Das treffe jedoch nicht zu. Das ihm zugewiesene RLV verstoße weder gegen die gemäß § 87b Abs. 2 SGB V a.F. bei der Festlegung des RLV zu beachtenden Grundsätze noch gegen die in § 87 Abs. 2 SGB V normierten Regelungen über die Bewertung ärztlicher Leistungen. Auch der Grundsatz der angemessenen Vergütung vertragsärztlicher Leistungen sei durch die Festsetzung des RLV nicht verletzt worden. Schließlich könne der Arzt auch keine Rechte aus den Grundsätzen über die Beobachtungs- und Reaktionspflicht der KV herleiten:

§ 87b Abs. 2 Satz 2 SGB V a.F. definiere ein RLV als die von einem Arzt oder der Arztpraxis in einem bestimmten Zeitraum abrechenbare Menge der vertragsärztlichen Leistungen, die mit den in der Euro-Gebührenordnung gemäß § 87a Abs. 2 SGB V enthaltenen und für den Arzt oder die Arztpraxis geltenden Preisen zu vergüten ist. Abweichend sei die das RLV überschreitende Leistungsmenge mit abgestaffelten Preisen zu vergüten; bei einer außergewöhnlich starken Erhöhung der Zahl der behandelten Versicherten könne hiervon abgewichen werden (§ 87b Abs. 2 Satz 3 SGB V a.F.).

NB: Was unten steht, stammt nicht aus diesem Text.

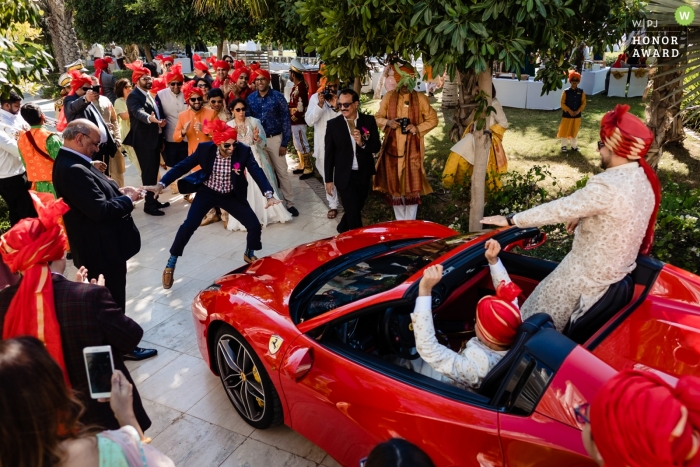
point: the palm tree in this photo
(674, 91)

  • Der gemäß § 87b Abs. 4 Satz 1 SGB V a.F. zur Bestimmung des Verfahrens zur Berechnung und zur Anpassung der RLV nach § 87b Abs. 2 und 3 SGB V berufene Erweiterte Bewertungsausschuss hat in seiner Sitzung am 27./28.8.2008 unter Teil F einen entsprechenden Beschluss gefasst (DÄBl 2008, A-1988). Vereinfacht dargestellt ergebe sich die Höhe des arzt- und praxisbezogenen RLV aus der Multiplikation der Fallzahl des Arztes im Vorjahresquartal mit dem arztgruppenspezifischen Fallwert.
  • Ein Verstoß gegen § 87b Abs. 2 SGB V a.F. ergebe sich nicht daraus, dass – wie der Arzt meint – der ihm zugebilligte Fallwert notwendige Leistungen des EBM-Ä nicht hinreichend abbilde. Der Arzt gehe davon aus, dass sein RLV so hoch sein muss, dass die wesentlichen Leistungen seines Fachgebietes rechnerisch in jedem Behandlungsfall mit den Preisen der Euro-Gebührenordnung zu vergüten sind. Das mag der Idealkonzeption des Gesetzes entsprechen, sei jedoch nicht durchweg realisierbar, wenn die tatsächlich gezahlten Gesamtvergütungen Grundlage der Berechnung der RLV sind. Das Grundsystem der Vergütung der Gesamtheit der vertragsärztlichen Leistungen durch die Krankenkassen mit einem – steigenden, aber grundsätzlich festen – Betrag sei nicht durchweg kompatibel mit der Vorstellung, eine bestimmte, den Großteil der vertragsärztlichen Leistungen auf einem bestimmten Fachgebiet umfassende Leistungsmenge je Fall mit festen Preisen zu vergüten.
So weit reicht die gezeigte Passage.